Glossary
Definitions of key terminology for RAG / Codex that are not found on other pages:
Retrieval-Augmented Generation: A type of AI application in which an LLM is connected to your company’s data/documents, in order to accomplish tasks that require specific knowledge related to your company. To answer a user query, a RAG system retrieves relevant context from the documents/data, and then the LLM generates a response based on this context and the query. When the LLM is able to call Tools, such applications are sometimes called AI Agents.
Tool Calling: Allowing LLMs to call external APIs like databases, calculators, or the internet. Instead of generating a response directly, the LLM can optionally choose to call the API with arguments generated by the model. The model then generates its response for the user based on the result from the API.
Agentic RAG: In standard RAG, retrieval is performed for every user query before any LLM calls. In agentic RAG, retrieval is treated as a Tool which the LLM can choose to call whenever (or skip if the model already knows an answer).
Knowledge Base: The data sources / documents from which context can be retrieved by a RAG application. This effectively forms the primary knowledge of this AI system. Often the Knowledge Base is a complex Vector Database filled with document chunks and metadata.
IDK response: When the RAG application unhelpfully responds to a user query along the lines of “I don’t know” or “I cannot answer”. This may be due to a Knowledge Gap where the required information is missing from the Knowledge Base. Or it may be due to an ineffective retrieval/search system, or due to the LLM not being intelligent enough to handle a complex request. To reduce LLM hallucinations: it’s common practice to output a hardcoded fallback response for this, whenever your AI is unsure how to correctly answer a query.
Bad response: Outputs from your RAG application that are either: incorrect, IDK responses, or otherwise unhelpful. Codex enables nontechnical SMEs (Subject Matter Experts) at your company to steadily reduce bad responses.

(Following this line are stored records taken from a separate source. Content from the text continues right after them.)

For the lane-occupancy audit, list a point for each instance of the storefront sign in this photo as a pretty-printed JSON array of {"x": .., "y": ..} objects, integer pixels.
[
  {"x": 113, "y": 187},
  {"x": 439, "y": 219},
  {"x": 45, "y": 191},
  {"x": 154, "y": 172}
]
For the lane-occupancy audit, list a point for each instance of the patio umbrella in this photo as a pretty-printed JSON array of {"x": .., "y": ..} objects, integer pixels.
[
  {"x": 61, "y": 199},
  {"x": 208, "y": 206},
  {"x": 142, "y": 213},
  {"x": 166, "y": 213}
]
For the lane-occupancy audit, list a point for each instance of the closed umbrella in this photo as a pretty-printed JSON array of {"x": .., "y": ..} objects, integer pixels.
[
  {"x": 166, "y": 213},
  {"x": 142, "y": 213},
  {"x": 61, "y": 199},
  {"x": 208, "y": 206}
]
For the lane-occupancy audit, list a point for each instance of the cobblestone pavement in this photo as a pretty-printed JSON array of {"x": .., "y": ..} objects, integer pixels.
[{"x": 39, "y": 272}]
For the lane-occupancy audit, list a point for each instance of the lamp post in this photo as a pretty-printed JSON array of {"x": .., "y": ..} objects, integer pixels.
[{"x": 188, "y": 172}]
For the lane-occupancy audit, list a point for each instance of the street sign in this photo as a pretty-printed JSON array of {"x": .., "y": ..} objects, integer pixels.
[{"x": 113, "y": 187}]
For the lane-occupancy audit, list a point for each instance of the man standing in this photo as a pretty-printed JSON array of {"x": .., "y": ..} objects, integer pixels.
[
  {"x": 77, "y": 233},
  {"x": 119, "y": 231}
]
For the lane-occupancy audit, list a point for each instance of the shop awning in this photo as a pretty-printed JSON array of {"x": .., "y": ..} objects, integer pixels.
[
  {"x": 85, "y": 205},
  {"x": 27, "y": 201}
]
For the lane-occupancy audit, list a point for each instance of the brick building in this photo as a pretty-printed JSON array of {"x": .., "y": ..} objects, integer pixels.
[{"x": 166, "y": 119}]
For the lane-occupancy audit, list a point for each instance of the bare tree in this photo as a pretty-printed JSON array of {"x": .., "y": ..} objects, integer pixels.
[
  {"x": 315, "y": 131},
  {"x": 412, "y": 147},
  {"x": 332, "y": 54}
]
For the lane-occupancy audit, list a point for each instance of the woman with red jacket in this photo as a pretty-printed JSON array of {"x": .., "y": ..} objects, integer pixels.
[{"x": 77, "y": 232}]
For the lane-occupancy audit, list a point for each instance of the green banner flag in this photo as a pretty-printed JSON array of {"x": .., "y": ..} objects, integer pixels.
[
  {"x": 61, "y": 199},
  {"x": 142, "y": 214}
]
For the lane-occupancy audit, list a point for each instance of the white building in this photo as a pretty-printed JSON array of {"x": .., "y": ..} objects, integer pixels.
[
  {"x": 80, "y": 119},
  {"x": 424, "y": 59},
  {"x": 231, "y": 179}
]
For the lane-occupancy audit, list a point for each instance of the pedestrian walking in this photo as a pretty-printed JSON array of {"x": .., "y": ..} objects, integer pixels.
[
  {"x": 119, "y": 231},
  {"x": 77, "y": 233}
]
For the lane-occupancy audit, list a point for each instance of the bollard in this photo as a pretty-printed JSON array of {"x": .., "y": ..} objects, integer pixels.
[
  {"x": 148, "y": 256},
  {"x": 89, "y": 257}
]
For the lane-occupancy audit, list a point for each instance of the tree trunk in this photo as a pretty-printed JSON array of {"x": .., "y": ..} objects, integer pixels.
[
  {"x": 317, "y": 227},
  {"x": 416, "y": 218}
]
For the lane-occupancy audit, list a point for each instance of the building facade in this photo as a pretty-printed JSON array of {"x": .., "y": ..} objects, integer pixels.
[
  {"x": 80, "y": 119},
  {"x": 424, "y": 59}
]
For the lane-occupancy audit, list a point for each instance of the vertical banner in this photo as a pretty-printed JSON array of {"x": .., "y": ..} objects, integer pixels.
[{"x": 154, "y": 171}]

Semantically identical query: A user query which is similar enough to another query that one answer is suitable for both queries. Abbreviated as similar query for short. Codex is more effective for RAG applications that receive more such queries.
Semantic distance: Measures how different two queries are in terms of their underlying meaning, rather than how they happen to be worded. In Codex, this is estimated via a vector distance between neural network embeddings of each query. Queries are considered semantically identical when the distance between their embeddings lies below a small threshold value.
Detect, Prioritize, Resolve, Prevent: Four forms of automation provided by the Codex platform. Codex detects issues in your RAG responses (bad responses). Codex prioritizes which issues SMEs should focus on for maximal ROI. Codex resolves issues via SME-provided answers and task tracking. Codex prevents these issues from occuring in the future.